The ACIC believes the Bill addresses gaps in current electronic surveillance powers.

Network activity warrants provided by the Bill will “immediately transform the ACIC’s ability to discover and understand serious criminal groups using the Dark Web and encrypted communication platforms to undertake and facilitate serious crimes”.

“Currently, while the ACIC might be able to detect criminal behaviour on a hidden website or computer network, we cannot identify all the individuals participating in the criminal behaviour,” it explained. “For this reason, we require the ability to target and infiltrate the network, or class of computers, in which the crime is occurring so the members of the criminal group can be identified and the full nature and extent of the criminality can be detected through the collection of intelligence.”

Data disruption warrants, meanwhile, would enable the ACIC to interfere with the data held on online criminal networks or devices, in order to frustrate the commissioning of serious criminal offences.

“This will be particularly powerful in the context of disrupting criminal activity which is largely occurring online,” it wrote.

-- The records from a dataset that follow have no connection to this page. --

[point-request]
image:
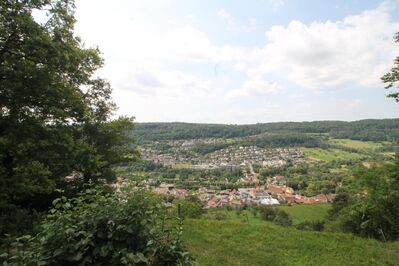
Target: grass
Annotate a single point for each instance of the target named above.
(181, 165)
(330, 154)
(298, 213)
(301, 213)
(356, 144)
(239, 243)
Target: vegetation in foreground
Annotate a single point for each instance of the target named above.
(239, 243)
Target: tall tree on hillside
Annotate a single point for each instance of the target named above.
(55, 118)
(391, 79)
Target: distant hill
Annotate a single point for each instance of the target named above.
(366, 130)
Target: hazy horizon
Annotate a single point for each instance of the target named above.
(243, 63)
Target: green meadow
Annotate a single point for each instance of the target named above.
(356, 144)
(330, 154)
(301, 213)
(235, 242)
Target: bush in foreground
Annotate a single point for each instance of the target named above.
(99, 229)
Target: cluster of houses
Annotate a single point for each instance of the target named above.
(259, 195)
(230, 156)
(235, 156)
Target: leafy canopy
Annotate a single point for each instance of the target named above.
(55, 116)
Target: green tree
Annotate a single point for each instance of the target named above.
(55, 117)
(373, 210)
(105, 229)
(391, 78)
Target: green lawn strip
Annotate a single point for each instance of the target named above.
(238, 243)
(330, 154)
(301, 213)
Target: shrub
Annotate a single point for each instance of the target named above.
(311, 225)
(190, 207)
(100, 229)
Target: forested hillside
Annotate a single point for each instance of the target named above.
(368, 130)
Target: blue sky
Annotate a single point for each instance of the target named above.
(244, 61)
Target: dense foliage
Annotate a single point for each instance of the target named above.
(369, 207)
(369, 130)
(391, 78)
(104, 229)
(55, 117)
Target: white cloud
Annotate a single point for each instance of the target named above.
(255, 88)
(276, 4)
(356, 49)
(225, 16)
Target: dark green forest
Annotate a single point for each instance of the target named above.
(367, 130)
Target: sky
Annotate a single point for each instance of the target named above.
(244, 62)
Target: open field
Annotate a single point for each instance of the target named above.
(356, 144)
(330, 154)
(301, 213)
(239, 243)
(298, 213)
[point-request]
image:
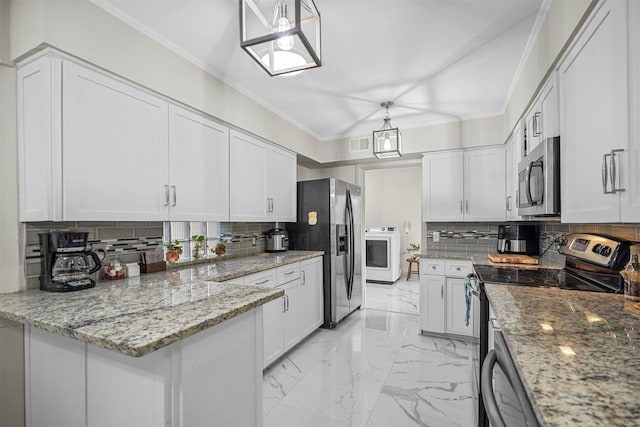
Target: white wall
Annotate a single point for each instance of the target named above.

Lastly, account takeover warrants, it said, would allow the agency to take control of an online account in conjunction with other investigatory powers, labelling it an “efficient method for agencies to infiltrate online criminal networks”.

“This will play a crucial role in uncovering the identities of otherwise anonymous criminals, as well as gathering evidence of the initiation and commissioning of serious offences online, including on the Dark Web and where encrypted communication platforms are in use,” it said.